Despite the challenges in distribution and low culture of pain treatment, you managed to grow at double-digits in the past three years. How did you achieve such positive results?
We have been working a lot with our portfolio and expanding the core brands, at the end of last year two products were launched and a third will go in a few weeks. Moreover, we have been growing significantly in the government sector: today sales are four times what they used to be in the past. Last but not least, we have been focusing on strengthening the organization in terms of talent and better processes.
What are the key priorities for Grünenthal for the next five years in Mexico?
We’ll continue to focus on strengthening both the portfolio and organization. Our value proposition in the pain treatment arena is unique, with a very complete portfolio and competitive prices, and there is lot of space to grow. There are thousands of people living and dying with pain, so we need to improve access, foster education and have more pain clinics. Grünenthal will continue to work with the different stakeholders of the sector to change this.

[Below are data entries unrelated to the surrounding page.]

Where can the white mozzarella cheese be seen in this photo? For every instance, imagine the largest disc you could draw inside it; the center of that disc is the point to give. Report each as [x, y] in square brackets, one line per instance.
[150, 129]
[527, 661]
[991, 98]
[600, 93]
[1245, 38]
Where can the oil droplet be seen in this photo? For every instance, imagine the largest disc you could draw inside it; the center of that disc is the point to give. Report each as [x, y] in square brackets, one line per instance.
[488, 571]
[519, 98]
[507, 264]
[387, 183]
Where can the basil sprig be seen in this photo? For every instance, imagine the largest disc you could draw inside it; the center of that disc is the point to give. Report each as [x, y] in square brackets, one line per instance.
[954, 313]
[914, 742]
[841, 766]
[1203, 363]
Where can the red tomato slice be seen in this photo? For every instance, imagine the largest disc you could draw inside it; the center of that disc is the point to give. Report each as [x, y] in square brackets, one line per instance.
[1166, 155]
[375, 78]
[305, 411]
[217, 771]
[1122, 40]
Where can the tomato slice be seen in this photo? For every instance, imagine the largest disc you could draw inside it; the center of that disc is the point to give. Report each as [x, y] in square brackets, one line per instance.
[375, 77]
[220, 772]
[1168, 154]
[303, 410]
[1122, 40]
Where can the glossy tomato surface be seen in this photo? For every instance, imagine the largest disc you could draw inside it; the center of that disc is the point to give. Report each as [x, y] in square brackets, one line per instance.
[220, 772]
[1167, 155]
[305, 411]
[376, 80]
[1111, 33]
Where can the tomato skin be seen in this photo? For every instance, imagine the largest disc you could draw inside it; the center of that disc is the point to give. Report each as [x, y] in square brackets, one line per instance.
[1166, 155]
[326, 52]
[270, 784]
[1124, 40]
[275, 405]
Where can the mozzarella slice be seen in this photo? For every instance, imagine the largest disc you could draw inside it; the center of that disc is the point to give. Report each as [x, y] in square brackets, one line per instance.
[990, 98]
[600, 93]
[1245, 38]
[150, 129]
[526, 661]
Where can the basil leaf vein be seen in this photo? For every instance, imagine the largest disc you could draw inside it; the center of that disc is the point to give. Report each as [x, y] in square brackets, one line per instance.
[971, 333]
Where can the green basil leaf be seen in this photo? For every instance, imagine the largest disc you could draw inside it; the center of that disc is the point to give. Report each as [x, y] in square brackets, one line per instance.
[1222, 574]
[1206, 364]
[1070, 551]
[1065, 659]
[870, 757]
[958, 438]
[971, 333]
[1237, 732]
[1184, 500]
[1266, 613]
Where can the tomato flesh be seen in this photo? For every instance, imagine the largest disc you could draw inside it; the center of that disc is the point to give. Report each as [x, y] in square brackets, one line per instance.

What keeps you motivated at Grünenthal?
Number one pain treatment is a big need and we can make a difference in patients’ life, especially in people who suffer from cancer and chronic diseases. Second, the company’s culture of entrepreneurship and empowerment, we have freedom to execute our strategies. And finally, we are a company which is growing and not looking at cutting costs – this offers a completely different perspective.
Mexico presents challenges, but also lots of opportunities and unmet needs. Grünenthal will be here to continue making a difference for patients.